The firm said it couldn’t do the investigation it wanted because of limitations placed on it by the special committee that hired the firm. It further argued the special committee ignored the corporate governance recommendations the firm suggested in its report. And despite Le-Nature’s claims it faced steeper losses from the fraud in the three years between K&L Gates’ investigation and the Le-Nature’s bankruptcy, K&L Gates argued the company benefited financially during that time because of the fraud, according to the response.
Allegheny County Court of Common Pleas Senior Judge R. Stanton Wettick Jr. dismissed the claims against K&L Gates, finding the firm represented the special committee and not the company. He ruled that Kirschner, who is standing in the shoes of the company as trustee, had no standing to sue the law firm that never represented the company.
The Superior Court disagreed, finding the special committee and the company were essentially one and the same, and the court reinstated the suit. In April, the Pennsylvania Supreme Court denied K&L Gates’ appeal of that ruling, bringing the case back to the trial court.
In its July answer, K&L Gates continued to argue that it had no duty to Kirschner or Le-Nature’s because the engagement letter expressly noted the firm only represented the special committee and not the company. K&L Gates said the arrangement was set up that way to ensure the firm’s investigation was as independent as possible.
K&L Gates further noted its investigation was bound by the parameters set by the special committee. The firm said Le-Nature’s refused to allow certain interviews or provide certain documents and the special committee didn’t compel their production.
K&L Gates listed 17 defenses to the suit, including the doctrine of unclean hands, a lack of privity, contributory negligence, statute of limitations, a lack of proximate cause and collateral estoppel.
One of those factors—the doctrine of collateral estoppel—played into Kirschner’s decision to settle.
In dismissing Kirschner’s arbitration claims against accounting firm Ernst & Young in June 2011, the panel cited the trial court’s opinion in K&L Gates’ case, noting the judge found K&L Gates couldn’t be liable for “deepening insolvency” under Pennsylvania law, according to the arbitration panel’s report. The panel found the E&Y case “could not be closer” to K&L Gates’ case.
“The E&Y award against the trustee in favor of E&Y acts as collateral estoppel in this case and requires dismissal of all of the trustee’s claims against K&L Gates,” the firm had said in its answer.
In the motion for settlement approval, Kirschner said there were factual and legal uncertainties about its case against K&L Gates, including the risks posed by the E&Y arbitration panel’s reasoning.
David B. White of Burns White in Pittsburgh and Craig D. Singer of Williams & Connolly in Washington, D.C., represent K&L Gates in the case. White referred a request for comment to Singer, who wasn’t available by press time. A K&L Gates spokesman said the firm had no comment.
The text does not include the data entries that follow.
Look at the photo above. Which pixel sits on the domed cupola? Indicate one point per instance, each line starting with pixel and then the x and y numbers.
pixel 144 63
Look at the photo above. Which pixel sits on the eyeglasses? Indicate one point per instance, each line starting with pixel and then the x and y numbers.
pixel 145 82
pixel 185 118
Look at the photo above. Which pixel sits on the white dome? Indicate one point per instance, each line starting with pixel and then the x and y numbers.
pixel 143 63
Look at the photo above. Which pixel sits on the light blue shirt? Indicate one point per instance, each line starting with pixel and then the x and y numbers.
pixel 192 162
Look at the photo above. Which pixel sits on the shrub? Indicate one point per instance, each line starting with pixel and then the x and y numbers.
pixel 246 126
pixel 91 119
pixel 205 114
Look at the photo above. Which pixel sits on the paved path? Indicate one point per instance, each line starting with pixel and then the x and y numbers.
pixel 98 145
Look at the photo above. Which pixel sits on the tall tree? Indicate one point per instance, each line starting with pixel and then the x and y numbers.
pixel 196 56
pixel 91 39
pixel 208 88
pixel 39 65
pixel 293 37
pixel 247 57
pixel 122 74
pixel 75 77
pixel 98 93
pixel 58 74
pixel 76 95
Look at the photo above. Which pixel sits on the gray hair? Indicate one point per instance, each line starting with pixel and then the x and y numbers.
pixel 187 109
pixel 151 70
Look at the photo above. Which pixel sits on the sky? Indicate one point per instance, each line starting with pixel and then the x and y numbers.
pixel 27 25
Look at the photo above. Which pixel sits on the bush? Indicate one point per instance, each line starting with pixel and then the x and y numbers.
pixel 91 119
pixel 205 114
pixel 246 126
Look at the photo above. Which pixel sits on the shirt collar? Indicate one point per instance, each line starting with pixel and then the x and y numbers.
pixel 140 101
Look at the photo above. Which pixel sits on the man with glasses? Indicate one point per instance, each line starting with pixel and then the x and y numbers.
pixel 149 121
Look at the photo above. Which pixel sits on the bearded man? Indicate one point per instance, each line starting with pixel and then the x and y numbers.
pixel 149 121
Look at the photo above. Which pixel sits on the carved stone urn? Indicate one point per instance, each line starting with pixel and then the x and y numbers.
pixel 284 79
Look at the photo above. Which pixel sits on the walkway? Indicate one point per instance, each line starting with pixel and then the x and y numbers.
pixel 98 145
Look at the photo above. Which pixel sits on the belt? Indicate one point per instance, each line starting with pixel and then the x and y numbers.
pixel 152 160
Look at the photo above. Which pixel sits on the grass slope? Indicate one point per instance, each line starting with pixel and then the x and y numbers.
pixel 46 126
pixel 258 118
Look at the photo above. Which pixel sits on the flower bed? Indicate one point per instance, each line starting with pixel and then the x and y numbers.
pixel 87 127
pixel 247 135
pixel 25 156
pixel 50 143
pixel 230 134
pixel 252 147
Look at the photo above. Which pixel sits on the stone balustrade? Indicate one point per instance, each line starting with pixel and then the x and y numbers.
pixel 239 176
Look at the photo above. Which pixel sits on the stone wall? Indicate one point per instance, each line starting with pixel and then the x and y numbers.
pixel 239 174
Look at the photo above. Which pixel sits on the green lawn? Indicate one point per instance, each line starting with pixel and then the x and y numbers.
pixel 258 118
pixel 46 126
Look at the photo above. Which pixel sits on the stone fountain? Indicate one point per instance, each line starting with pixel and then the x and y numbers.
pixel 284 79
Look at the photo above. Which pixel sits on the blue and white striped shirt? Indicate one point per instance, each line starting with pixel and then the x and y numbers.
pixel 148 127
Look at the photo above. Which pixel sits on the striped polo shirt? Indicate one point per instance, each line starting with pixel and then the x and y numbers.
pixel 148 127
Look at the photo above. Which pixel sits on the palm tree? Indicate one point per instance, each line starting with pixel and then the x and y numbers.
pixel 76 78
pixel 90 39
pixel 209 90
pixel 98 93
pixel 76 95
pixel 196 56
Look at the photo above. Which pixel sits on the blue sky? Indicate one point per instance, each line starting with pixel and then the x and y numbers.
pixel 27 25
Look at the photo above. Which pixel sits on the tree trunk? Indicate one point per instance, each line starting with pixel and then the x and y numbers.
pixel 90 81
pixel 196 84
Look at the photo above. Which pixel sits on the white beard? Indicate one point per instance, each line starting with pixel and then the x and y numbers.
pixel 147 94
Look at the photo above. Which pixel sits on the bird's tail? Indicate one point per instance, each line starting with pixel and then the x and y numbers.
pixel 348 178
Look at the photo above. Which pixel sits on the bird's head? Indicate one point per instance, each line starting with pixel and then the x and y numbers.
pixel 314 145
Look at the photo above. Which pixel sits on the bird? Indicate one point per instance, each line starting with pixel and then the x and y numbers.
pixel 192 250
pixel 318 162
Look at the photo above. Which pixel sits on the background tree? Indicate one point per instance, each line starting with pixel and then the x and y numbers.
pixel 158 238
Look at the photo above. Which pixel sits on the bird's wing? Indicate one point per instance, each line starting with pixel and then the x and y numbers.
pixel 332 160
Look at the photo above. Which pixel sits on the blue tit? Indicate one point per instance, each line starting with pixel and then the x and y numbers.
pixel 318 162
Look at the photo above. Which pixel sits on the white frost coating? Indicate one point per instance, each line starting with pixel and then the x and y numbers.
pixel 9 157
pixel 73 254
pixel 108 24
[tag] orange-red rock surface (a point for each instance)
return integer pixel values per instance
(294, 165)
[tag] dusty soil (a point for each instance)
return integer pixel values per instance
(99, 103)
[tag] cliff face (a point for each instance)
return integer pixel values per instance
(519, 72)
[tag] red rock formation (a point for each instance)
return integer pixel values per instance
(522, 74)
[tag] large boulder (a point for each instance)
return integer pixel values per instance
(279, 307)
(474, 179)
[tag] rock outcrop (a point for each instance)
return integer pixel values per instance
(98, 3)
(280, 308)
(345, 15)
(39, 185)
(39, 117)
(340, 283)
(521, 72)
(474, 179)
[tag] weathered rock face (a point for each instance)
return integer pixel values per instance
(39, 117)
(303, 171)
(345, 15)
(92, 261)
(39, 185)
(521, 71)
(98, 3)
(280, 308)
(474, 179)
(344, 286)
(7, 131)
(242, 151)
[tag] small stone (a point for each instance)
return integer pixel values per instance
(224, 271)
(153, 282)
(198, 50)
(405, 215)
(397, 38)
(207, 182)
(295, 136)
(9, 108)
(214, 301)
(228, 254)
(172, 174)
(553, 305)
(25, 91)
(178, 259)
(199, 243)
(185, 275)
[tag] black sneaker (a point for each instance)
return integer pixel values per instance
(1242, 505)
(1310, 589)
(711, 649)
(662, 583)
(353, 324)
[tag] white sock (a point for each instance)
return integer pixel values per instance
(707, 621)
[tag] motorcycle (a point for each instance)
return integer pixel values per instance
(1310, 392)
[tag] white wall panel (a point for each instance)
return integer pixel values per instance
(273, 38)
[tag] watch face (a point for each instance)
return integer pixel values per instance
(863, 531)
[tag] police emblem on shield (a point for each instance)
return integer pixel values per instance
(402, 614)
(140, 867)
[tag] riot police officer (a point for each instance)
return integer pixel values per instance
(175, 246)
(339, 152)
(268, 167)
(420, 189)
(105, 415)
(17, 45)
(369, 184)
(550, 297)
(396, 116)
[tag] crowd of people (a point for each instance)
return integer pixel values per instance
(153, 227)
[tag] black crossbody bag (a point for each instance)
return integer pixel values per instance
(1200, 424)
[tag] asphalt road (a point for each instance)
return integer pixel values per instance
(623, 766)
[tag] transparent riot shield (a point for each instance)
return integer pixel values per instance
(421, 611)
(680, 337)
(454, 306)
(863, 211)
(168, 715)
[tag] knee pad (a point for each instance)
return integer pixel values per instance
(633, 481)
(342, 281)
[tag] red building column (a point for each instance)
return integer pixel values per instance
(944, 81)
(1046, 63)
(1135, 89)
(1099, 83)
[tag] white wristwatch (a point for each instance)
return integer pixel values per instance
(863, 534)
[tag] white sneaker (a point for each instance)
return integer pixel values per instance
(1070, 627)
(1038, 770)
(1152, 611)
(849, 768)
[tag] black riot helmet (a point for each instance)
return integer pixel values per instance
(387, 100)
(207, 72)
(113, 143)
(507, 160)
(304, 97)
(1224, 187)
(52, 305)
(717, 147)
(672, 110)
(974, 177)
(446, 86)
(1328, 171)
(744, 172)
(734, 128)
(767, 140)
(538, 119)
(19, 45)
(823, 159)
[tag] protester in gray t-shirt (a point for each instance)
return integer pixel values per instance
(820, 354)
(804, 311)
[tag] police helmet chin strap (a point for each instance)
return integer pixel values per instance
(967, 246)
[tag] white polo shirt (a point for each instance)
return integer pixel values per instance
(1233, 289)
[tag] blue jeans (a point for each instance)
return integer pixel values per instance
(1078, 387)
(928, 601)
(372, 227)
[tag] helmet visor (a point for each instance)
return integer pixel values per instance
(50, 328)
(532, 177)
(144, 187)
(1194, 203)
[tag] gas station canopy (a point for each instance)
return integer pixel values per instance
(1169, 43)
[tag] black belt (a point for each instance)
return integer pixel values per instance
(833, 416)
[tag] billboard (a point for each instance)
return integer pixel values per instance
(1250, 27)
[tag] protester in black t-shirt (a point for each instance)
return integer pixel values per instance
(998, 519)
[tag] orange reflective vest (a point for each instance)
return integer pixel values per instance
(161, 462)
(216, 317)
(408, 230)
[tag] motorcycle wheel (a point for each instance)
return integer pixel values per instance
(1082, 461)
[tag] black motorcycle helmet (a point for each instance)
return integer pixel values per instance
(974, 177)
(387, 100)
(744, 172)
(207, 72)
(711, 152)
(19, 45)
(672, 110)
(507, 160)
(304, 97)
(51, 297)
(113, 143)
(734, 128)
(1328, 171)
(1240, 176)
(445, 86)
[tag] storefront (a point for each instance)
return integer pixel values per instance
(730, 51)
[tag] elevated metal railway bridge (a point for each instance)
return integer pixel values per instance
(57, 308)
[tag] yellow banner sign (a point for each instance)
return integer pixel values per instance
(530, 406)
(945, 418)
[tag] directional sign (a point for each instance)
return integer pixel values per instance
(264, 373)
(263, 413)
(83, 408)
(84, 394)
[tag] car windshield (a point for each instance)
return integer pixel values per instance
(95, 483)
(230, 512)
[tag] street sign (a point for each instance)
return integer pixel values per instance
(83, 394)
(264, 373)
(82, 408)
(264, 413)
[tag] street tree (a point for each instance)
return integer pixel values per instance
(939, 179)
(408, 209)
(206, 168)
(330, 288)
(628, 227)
James H. Joseph of Sweetwater Law in Sewickley, Pa., and Sigmund S. Wissner-Gross of Brown Rudnick in New York are representing Kirschner. Wissner-Gross said he could not comment.
According to the settlement agreement, accounting firm Pascarella & Wiker, which was a co-defendant with K&L Gates in the malpractice action, is not party to the settlement. Kirschner said in his motion that, if he is unable to settle his claims with the accounting firm, he will “promptly” proceed with the remaining claims.
Kirschner said that if Pascarella & Wiker does not agree to an entry of discontinuance of the action against K&L Gates in state court, he would ask the court to enter an order of discontinuance. Patricia Dodge of Meyer, Unkovic & Scott represents Pascarella & Wiker and did not return a call for comment.